さあ、ぼくは最近、例の暴力団追放令みたなものを見ていて思うのだけど、芸能界から競馬会から、これまで暴力団と関係のあった各職場からどんどん暴力団を排除しようという流れを、この江戸幕府のように思っているのである。
少なくとも昭和という時代まで暴力団やヤクザといった立場の人々は、ある種必要不可欠な存在であり、暗躍、という言葉があるくらい、社会の裏側で表には出せない物事をたくさん処理してきたのであろう。
ところが日本が戦後を抜け、バブル崩壊以後、成長は安定期に入り、平成。社会の裏側は段々と狭くなり、隙間程度になった。それはさも、争いをなくした江戸幕府のように、もはやその存在だけが、葵の紋だけが重たく世間にのしかかり、庶民はそれを賞賛するそぶりで、蔭では目の上のたんこぶのように思い始めていたのである。

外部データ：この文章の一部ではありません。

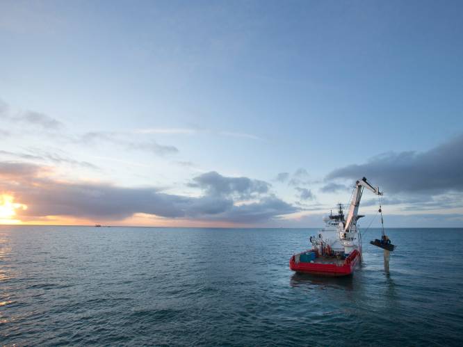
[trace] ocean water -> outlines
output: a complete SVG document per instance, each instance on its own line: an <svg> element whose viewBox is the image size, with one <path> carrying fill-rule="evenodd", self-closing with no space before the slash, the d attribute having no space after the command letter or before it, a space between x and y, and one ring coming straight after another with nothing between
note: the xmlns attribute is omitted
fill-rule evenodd
<svg viewBox="0 0 463 347"><path fill-rule="evenodd" d="M310 229L0 227L0 344L461 346L463 229L364 236L353 276L300 275Z"/></svg>

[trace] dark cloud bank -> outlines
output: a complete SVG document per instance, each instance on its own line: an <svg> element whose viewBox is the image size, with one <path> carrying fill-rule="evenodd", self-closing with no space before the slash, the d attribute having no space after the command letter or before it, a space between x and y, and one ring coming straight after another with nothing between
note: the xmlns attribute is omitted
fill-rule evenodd
<svg viewBox="0 0 463 347"><path fill-rule="evenodd" d="M327 181L363 176L384 188L384 203L405 204L405 211L460 208L463 206L463 135L425 152L389 152L364 164L336 169ZM321 191L336 191L343 185L330 181ZM362 205L376 204L366 200Z"/></svg>
<svg viewBox="0 0 463 347"><path fill-rule="evenodd" d="M391 193L463 192L463 135L427 152L390 152L335 170L327 179L363 176Z"/></svg>
<svg viewBox="0 0 463 347"><path fill-rule="evenodd" d="M31 163L0 163L0 189L14 193L28 209L20 217L63 216L120 220L136 213L169 218L196 218L254 223L298 211L269 192L270 184L247 177L211 172L195 177L190 186L202 194L188 197L152 188L69 183L47 177L46 168ZM234 204L236 201L251 202Z"/></svg>

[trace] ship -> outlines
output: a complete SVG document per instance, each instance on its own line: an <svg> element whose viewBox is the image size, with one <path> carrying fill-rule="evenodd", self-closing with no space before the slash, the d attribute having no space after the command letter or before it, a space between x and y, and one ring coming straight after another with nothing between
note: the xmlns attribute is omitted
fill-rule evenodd
<svg viewBox="0 0 463 347"><path fill-rule="evenodd" d="M347 216L342 204L338 204L337 214L330 213L324 218L325 227L317 235L310 236L312 248L291 257L291 270L323 276L347 276L354 273L362 261L362 235L357 223L364 217L358 211L364 188L382 195L379 187L373 187L365 177L357 181Z"/></svg>

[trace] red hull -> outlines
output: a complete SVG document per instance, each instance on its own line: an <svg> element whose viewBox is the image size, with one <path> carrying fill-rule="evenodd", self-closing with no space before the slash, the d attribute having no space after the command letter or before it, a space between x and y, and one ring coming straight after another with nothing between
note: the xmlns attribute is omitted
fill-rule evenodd
<svg viewBox="0 0 463 347"><path fill-rule="evenodd" d="M346 258L342 265L336 264L323 264L318 262L296 264L295 256L289 259L289 268L298 273L311 273L312 275L320 275L323 276L347 276L351 275L355 268L355 266L360 260L360 253L357 250L354 250L349 257Z"/></svg>

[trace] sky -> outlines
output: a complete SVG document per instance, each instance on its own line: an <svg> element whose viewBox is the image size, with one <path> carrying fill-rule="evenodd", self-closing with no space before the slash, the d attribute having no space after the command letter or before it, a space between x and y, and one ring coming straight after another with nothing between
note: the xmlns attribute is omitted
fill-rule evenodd
<svg viewBox="0 0 463 347"><path fill-rule="evenodd" d="M0 223L315 227L366 177L463 227L462 36L459 1L3 0Z"/></svg>

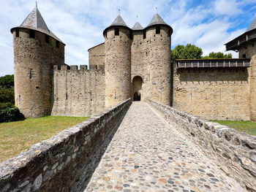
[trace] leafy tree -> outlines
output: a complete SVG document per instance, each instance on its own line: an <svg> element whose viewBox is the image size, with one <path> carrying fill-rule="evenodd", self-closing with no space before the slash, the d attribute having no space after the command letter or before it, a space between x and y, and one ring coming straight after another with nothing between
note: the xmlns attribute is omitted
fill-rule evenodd
<svg viewBox="0 0 256 192"><path fill-rule="evenodd" d="M203 55L201 48L190 43L186 46L178 45L171 51L172 60L200 58Z"/></svg>
<svg viewBox="0 0 256 192"><path fill-rule="evenodd" d="M11 88L14 87L14 75L7 74L4 77L0 77L0 88Z"/></svg>
<svg viewBox="0 0 256 192"><path fill-rule="evenodd" d="M14 104L14 88L0 88L0 103Z"/></svg>
<svg viewBox="0 0 256 192"><path fill-rule="evenodd" d="M232 54L224 54L221 52L211 52L208 56L204 56L203 58L232 58Z"/></svg>

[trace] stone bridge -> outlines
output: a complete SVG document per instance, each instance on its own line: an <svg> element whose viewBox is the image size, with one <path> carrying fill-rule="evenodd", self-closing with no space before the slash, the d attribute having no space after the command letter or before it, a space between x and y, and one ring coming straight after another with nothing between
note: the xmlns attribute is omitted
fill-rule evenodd
<svg viewBox="0 0 256 192"><path fill-rule="evenodd" d="M255 191L256 137L127 100L0 164L0 191Z"/></svg>

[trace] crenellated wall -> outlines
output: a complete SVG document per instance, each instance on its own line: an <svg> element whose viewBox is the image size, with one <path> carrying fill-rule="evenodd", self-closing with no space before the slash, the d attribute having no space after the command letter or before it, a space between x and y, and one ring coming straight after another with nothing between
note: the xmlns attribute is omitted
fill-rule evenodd
<svg viewBox="0 0 256 192"><path fill-rule="evenodd" d="M90 68L96 65L97 68L105 66L105 43L101 43L88 50Z"/></svg>
<svg viewBox="0 0 256 192"><path fill-rule="evenodd" d="M105 109L104 67L54 66L52 115L90 116Z"/></svg>
<svg viewBox="0 0 256 192"><path fill-rule="evenodd" d="M250 120L250 68L173 68L174 107L211 120Z"/></svg>

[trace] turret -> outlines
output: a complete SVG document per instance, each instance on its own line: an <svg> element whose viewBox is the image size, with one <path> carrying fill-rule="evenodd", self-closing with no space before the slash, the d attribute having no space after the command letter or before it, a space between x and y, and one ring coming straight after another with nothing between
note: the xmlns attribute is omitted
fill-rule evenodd
<svg viewBox="0 0 256 192"><path fill-rule="evenodd" d="M53 65L64 64L64 44L47 27L37 6L12 28L15 105L26 118L49 115Z"/></svg>
<svg viewBox="0 0 256 192"><path fill-rule="evenodd" d="M170 104L170 39L173 28L156 12L144 29L143 63L148 74L146 97Z"/></svg>
<svg viewBox="0 0 256 192"><path fill-rule="evenodd" d="M145 80L146 64L143 62L144 50L146 44L143 41L144 28L138 20L132 28L133 40L131 47L132 63L132 88L131 98L132 101L145 100ZM145 82L146 80L146 82Z"/></svg>
<svg viewBox="0 0 256 192"><path fill-rule="evenodd" d="M103 31L105 37L105 107L130 97L132 31L117 16Z"/></svg>
<svg viewBox="0 0 256 192"><path fill-rule="evenodd" d="M239 58L251 58L251 67L247 68L250 84L250 119L256 121L256 18L246 31L226 45L227 50L239 52Z"/></svg>

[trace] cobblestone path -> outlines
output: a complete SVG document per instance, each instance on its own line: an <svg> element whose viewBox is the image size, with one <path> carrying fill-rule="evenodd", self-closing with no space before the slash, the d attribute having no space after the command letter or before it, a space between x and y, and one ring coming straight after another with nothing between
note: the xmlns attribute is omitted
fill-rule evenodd
<svg viewBox="0 0 256 192"><path fill-rule="evenodd" d="M144 102L133 102L84 191L244 191Z"/></svg>

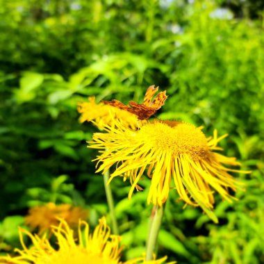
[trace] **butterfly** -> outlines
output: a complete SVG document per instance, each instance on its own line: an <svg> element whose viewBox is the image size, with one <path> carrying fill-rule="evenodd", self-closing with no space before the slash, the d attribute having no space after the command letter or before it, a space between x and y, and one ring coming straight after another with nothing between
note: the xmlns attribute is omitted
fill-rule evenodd
<svg viewBox="0 0 264 264"><path fill-rule="evenodd" d="M167 98L166 91L164 91L159 92L157 96L153 99L154 95L158 90L158 87L155 88L155 85L149 86L147 90L143 104L138 104L135 101L130 101L129 103L129 105L126 106L123 103L121 103L121 101L115 99L110 101L101 100L101 101L109 106L136 115L139 120L145 120L154 115L157 110L163 106L164 102Z"/></svg>

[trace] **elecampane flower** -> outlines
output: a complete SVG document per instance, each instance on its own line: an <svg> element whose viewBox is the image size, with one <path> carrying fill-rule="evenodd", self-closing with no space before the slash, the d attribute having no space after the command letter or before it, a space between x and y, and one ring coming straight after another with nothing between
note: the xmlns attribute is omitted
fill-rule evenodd
<svg viewBox="0 0 264 264"><path fill-rule="evenodd" d="M115 120L115 127L105 126L107 133L96 133L88 147L100 149L96 160L98 172L104 173L115 165L113 178L129 179L131 198L134 189L147 170L151 179L147 201L161 206L170 189L176 190L188 204L212 208L214 192L231 201L228 189L240 187L225 165L237 166L235 158L228 158L215 150L217 143L226 135L206 138L201 128L176 122L154 122L142 125L139 130L126 128ZM97 165L99 165L97 163Z"/></svg>
<svg viewBox="0 0 264 264"><path fill-rule="evenodd" d="M83 232L81 231L83 227ZM49 242L47 237L40 238L26 230L19 231L20 241L23 249L16 249L19 256L0 258L0 263L9 264L161 264L166 260L145 261L144 258L122 263L119 261L122 247L119 243L121 238L110 234L110 227L105 217L99 220L94 232L90 233L87 222L80 221L79 224L78 241L74 231L63 220L58 226L52 226L52 232L56 238L58 249ZM26 234L32 242L32 247L27 247L23 235Z"/></svg>
<svg viewBox="0 0 264 264"><path fill-rule="evenodd" d="M74 207L71 204L56 205L48 203L44 206L33 207L29 209L25 217L26 224L33 229L36 228L39 233L50 229L51 226L59 223L58 217L64 219L69 226L78 225L80 219L85 219L88 211L80 207Z"/></svg>
<svg viewBox="0 0 264 264"><path fill-rule="evenodd" d="M138 126L136 115L103 103L97 104L94 97L89 97L88 102L79 103L78 111L81 113L81 122L94 121L99 128L105 125L110 126L114 125L112 115L123 120L124 125L127 127L135 129Z"/></svg>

まず、仕事がなくなったのだ。土建業は往時、田中角栄首相が唱えた日本列島改造論の時のように活発ではなくなり、土地にまつわる仕事が減った。社会が安定したことにより警察力も向上し、ミカジメとしての出番も減った。博打も食えねえ。そして残ったのは、暴力団の“暴力”という部分に対する庶民の“恐怖”だけであり、それならば“恐怖”は排除しよう、というのがこの平成の流れなのであろう。
そして、ついに興行の世界にメスが入り、芸能界にメスが入り、競馬会にメスが入り、このような事態に発展した。
江戸幕府が時代の流れで崩壊していったように、これもまた時代の流れなのだろうか。時には頼り頼られのギブアンドテイクな時代もあったはずだが、情勢が安定すると、そういうものがうっとおしくなってくるのは人の世の常のようだ。「英雄も最後は邪魔になる」とは海外の格言だが、ナポレオンもそうであったように、結局は儚い世の中に住んでいるんだな、と妙に実感している今日この頃なのである。別に英雄視するわけではないけれど。